4La démonstration consiste ensuite à envisager la problématique posée selon cinq entrées autonomes et complémentaires qui forment autant de subdivisions. Les trois premières parties reposent sur une approche d’ensemble.
5Sont d’abord étudiées, à travers le contexte et les écrits non-fictionnels, les motivations de la création qui, loin d’aller sans paradoxes (il s’agit en particulier de révéler un Barbey intimement hanté par le néant de toutes choses), font au contraire de ceux-ci le principe même du désir d’écrire, l’œuvre traitant « bien plus ce qui n’advient pas que ce qui advient » (p. 59).
6Puis l’auteur aborde le traitement aurevillien de thématiques romanesques dont l’observation précise permet de révéler qu’il est surtout question pour Barbey de jouer des valeurs et des codes de lecture en procédant à des renversements dont la radicalité crée, significativement, une impression d’inanité : la « déstabilisation » (p. 119) s’avère le maître-mot des récits.
7On retrouve enfin au niveau des repères génériques et des schèmes narratifs une même remise en question ontologique. Toute l’écriture ne reprend à son compte les usages littéraires que pour mieux les évider de leurs vertus conventionnelles et, ainsi, exhiber leur impuissance. « Son objet se dérobant au fur et à mesure de son approche, l’écriture aurevillienne devient un mirage » (p. 194).
8Les deux dernières séquences proposent quant à elles des micro-analyses. La description, qui fait l’objet de la quatrième partie, trouve dans son analogie avec la figure de l’asymptote l’élucidation de son fonctionnement puisqu’elle permet « la représentation d’un référent tout en refusant sa pleine constitution » (p. 199) ; ainsi la singularité des portraits s’explique-t-elle par « la force séductrice du vide » (p. 246) et celle des paysages par la « destruction » (p. 278) qu’ils représentent.

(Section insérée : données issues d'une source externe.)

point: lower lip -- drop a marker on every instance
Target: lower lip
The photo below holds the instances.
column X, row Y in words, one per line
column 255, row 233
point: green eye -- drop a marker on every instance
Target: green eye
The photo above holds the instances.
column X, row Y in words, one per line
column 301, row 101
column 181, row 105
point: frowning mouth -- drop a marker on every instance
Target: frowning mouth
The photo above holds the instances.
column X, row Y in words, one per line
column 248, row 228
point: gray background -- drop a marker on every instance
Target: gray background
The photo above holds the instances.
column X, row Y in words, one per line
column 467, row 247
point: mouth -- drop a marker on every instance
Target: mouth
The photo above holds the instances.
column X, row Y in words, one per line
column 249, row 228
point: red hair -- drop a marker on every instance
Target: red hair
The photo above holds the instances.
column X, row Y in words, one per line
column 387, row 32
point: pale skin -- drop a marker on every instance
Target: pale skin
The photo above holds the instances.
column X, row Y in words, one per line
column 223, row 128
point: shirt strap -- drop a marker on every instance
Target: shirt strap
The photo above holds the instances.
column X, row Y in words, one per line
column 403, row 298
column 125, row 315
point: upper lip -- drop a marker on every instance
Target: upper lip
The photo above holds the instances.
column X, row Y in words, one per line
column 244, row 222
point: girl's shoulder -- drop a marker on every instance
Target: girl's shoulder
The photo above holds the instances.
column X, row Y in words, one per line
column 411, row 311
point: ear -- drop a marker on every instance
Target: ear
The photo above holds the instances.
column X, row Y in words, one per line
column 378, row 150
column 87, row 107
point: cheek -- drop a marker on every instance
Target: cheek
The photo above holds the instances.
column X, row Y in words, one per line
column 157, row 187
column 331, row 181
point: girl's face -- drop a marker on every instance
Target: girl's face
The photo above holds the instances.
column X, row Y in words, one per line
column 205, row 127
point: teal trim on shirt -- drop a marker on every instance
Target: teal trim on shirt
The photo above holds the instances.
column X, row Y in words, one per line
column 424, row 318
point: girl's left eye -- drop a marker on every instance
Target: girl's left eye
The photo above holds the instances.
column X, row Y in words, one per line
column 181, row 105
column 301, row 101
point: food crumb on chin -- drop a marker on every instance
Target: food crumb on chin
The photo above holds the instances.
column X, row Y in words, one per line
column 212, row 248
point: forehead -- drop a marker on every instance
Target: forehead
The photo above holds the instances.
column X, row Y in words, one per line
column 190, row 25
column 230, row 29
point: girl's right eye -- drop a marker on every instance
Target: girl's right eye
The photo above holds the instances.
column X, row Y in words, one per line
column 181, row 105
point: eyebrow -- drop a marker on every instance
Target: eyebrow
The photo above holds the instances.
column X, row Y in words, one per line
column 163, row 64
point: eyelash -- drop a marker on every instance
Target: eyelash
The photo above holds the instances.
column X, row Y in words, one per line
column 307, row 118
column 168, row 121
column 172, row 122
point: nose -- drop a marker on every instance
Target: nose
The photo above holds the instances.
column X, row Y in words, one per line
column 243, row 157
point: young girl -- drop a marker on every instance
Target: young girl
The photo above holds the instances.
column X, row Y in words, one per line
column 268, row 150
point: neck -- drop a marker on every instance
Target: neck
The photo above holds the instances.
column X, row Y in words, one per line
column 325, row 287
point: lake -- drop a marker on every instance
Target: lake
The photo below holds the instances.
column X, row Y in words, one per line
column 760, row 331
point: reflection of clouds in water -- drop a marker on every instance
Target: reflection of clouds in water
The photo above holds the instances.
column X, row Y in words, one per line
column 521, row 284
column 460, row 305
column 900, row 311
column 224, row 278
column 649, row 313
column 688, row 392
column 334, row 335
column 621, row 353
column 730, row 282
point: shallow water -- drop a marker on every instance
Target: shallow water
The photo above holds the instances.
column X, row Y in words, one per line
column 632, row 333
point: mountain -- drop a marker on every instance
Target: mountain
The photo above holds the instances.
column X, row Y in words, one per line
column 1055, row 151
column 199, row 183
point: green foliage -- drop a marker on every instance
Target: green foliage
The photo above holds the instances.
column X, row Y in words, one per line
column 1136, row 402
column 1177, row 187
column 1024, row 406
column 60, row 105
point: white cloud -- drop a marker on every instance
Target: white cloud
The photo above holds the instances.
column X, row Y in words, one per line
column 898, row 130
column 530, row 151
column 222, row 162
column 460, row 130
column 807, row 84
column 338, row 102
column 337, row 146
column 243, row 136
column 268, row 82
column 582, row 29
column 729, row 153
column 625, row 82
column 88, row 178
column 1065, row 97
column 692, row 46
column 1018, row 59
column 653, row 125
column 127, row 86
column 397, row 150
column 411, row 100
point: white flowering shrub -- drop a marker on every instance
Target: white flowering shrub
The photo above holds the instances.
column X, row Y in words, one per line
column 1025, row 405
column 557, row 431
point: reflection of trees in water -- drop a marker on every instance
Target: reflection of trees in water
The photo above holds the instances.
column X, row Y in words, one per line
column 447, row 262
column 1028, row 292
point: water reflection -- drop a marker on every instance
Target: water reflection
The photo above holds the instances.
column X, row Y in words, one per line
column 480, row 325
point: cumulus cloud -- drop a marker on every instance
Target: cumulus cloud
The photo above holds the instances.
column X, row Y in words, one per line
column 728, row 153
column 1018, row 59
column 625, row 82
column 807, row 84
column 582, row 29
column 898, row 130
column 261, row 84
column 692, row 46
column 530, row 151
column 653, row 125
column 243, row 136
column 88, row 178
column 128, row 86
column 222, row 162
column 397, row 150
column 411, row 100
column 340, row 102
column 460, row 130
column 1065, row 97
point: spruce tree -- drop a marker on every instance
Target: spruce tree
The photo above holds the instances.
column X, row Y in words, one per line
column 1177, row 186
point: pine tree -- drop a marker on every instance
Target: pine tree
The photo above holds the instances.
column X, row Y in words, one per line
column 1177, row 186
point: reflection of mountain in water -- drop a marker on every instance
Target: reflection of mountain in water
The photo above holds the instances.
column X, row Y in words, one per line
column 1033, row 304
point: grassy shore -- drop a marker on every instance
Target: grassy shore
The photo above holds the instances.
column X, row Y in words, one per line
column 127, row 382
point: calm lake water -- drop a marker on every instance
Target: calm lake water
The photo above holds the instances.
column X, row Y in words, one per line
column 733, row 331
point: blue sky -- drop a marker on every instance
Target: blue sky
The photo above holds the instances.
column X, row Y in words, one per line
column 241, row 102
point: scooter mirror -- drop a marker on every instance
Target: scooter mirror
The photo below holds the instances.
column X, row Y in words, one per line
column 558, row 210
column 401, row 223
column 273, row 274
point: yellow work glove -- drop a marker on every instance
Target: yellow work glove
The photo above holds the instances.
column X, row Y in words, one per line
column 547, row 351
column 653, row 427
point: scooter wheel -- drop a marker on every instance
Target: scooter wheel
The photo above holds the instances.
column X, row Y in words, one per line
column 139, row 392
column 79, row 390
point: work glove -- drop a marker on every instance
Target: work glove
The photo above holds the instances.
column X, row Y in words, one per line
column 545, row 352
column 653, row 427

9La dernière partie est consacrée à une approche strictement stylistique de l’œuvre qui, par l’analyse d’images délibérément troublantes et d’une syntaxe finalement instable, convainc, là encore, que « la finalité […] n’est pas d’atteindre l’objet mais de le laisser s’évader » (p. 290). C’est d’ailleurs à son propos que l’on peut formuler l’une des rares réserves que suscite cet ouvrage, non en raison d’un différentiel qualitatif mais parce que, à ce moment-là, il semble que l’écheveau du sens ait déjà été dévidé et qu’il n’y ait plus de réelles découvertes à faire partager, l’essentiel revenant à étudier dans les détails de l’œuvre la prégnance de l’ensemble.

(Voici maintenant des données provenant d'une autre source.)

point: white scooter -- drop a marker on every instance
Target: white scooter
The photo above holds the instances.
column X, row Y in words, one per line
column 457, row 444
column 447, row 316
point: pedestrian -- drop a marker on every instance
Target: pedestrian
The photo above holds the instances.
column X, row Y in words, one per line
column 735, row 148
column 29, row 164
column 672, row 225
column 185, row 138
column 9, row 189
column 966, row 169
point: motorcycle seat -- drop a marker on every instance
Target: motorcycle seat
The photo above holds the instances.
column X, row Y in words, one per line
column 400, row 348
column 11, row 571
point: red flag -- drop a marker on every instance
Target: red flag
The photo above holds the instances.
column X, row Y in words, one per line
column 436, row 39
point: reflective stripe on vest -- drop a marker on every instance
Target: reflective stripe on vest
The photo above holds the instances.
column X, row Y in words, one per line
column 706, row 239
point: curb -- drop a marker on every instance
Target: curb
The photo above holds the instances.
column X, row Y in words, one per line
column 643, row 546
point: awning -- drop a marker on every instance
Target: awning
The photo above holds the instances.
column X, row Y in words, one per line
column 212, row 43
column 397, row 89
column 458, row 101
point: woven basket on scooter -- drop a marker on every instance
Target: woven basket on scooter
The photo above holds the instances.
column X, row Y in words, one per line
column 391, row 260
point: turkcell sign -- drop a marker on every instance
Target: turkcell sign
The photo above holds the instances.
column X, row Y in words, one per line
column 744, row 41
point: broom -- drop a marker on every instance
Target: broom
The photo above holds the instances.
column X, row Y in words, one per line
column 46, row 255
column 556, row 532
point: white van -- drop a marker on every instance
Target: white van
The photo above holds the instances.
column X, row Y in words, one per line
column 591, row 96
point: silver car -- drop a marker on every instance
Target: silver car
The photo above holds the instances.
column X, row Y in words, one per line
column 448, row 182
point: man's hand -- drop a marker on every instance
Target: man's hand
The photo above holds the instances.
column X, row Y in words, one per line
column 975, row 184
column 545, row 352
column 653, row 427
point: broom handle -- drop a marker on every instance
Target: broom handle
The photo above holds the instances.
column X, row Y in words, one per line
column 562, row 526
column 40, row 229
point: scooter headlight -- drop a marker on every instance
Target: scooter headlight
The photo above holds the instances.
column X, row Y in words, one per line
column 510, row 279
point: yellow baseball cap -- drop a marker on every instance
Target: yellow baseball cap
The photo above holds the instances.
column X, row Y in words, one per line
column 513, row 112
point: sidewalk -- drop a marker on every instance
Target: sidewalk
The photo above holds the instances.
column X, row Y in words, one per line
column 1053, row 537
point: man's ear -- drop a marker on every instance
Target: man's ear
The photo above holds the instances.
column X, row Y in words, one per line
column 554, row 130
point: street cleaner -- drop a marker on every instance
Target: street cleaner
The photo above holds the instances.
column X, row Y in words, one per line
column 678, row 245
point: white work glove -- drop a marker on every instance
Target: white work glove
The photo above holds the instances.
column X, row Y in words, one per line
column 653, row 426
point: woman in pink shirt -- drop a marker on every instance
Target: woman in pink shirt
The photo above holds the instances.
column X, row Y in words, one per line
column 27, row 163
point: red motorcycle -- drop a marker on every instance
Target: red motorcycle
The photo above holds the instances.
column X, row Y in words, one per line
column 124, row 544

10Il faut donc, pour conclure, saluer l’efficacité d’une démonstration intellectuelle capable de se saisir des faux-semblants et autres esquives aurevilliennes en donnant sa pleine mesure à tout ce que l’œuvre a de précisément insaisissable. Ainsi, on l’aura compris, cet essai fait un sort aux ambivalences de la création de Barbey : si l’auteur a eu le génie d’en faire de la fiction, Alice de Georges-Métral a le talent de nous le montrer.